No, la carta era de la FALANGE. Sí, la de las JONS. Totalmente alucinada la abrí, dejando a la clienta con las patatas en la balanza. Me invitaban a dar un recital en Madrid de El ángel que ríe, mis poemas místicos. La mujer me inquirió sobre sus patatas, yo maldije su patata y la mía propia, porque al ver las siglas se me había puesto el conejito en salsa. Le di las patatas, y la mujer se fue refunfuñando sobre las verduleras que recibían cartas durante sus horas de trabajo. La carta me daba un teléfono de contacto y un nombre: Ramiro. Las erres sonaban bien y aunque sabía que no debía, mi vanidad de artista que vendía fresas y tomates – todo muy rojo, válgame el Señor – pudo con los sabios consejos que me ofrecía la razón, a la que como siempre no le hice ni el más puñetero caso.
El día del recital llegó, y yo, vestida con un traje chaqueta que robé de Cortefiel, leí mis poemas ante un público entregado, tanto que me creí poeta. Y Ramiro resultó ser un cincuentón guapísimo, moreno, alto, con los ojos oscuros y por encima de todo muy masculino. Respiraba virilidad por todos los poros, y yo me encendí. Ahora, me dije, María de los Incendios eres tú misma, cojones, las cosas que tiene la vida.
Si yo hubiera sido inteligente Ramiro, también conocido como Frijolito II, hubiera quedado en el pozo de los recuerdos, pero mi ninfomanía de mujer reprimida fue más fuerte que yo. Esa noche, en lugar de hablar de los valores de la familia, de la funesta ley del aborto, de la barbaridad de los matrimonios homosexuales, le hablé de la masturbación. Todo empezó con los éxtasis de Santa Teresa, que yo llevé al terreno de la corporeidad, y allí fallé. Y todavía fallé más cuando le pedí que me enseñara sus láminas de dibujos de los santos. Frijolito II era un facha, pero no era tonto. Supo inmediatamente que no me interesaban sus pinceles, sino su pincel, y toda mi imagen de mujer arrobada por el gozo espiritual cayó por los suelos, y con ella yo también caí en picado.

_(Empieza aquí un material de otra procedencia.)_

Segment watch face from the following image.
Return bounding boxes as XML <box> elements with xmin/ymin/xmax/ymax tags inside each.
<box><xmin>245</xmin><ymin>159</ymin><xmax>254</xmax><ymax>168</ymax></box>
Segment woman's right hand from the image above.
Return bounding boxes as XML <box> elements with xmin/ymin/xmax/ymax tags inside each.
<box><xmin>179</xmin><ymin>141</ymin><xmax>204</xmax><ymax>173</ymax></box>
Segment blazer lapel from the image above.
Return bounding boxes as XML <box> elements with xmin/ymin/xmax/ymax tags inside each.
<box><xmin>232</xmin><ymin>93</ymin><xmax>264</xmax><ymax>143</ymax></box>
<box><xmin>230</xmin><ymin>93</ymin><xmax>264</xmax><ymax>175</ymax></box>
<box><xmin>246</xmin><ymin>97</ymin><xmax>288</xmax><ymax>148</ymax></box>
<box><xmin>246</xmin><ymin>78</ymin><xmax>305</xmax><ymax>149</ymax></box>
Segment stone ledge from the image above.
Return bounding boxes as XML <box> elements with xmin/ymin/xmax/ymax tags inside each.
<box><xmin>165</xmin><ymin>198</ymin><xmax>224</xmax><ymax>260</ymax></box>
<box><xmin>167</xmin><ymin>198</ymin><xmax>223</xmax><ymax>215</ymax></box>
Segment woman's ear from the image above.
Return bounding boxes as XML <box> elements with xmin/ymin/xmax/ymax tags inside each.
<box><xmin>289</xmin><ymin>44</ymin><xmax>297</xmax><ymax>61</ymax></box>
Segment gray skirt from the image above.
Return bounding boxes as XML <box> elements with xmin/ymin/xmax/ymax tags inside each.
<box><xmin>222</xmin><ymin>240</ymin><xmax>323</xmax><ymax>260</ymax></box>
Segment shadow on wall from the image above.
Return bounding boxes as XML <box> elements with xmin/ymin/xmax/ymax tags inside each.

Se comportó correctamente hasta el último café, y después, sin darme opción a decir nada más, se fue a su casa y yo me quedé para vestir a los santos de los dibujos que no me quiso enseñar.
De vuelta en Tarragona Frijolito II no se apartaba de mi mente ni de mi cuerpo. No había minuto del día en que no pensara en él, movida por los ardores y un deseo frenético. No debí llamarle, ya lo sé, pero lo hice, y le conté que me masturbaba pensando en él. Por supuesto, no volvió a cogerme el teléfono.
Así que en lugar de Manuela, Manolita o Lita he decidido llamarme María de las Desgracias, ir a la sex shop, comprar los artilugios adecuados y poner un anuncio en La Vanguardia: Ama busca esclavo, éxtasis místico, lectura continuada de poemas, me masturbo delante de usted y le dejo con las ganas.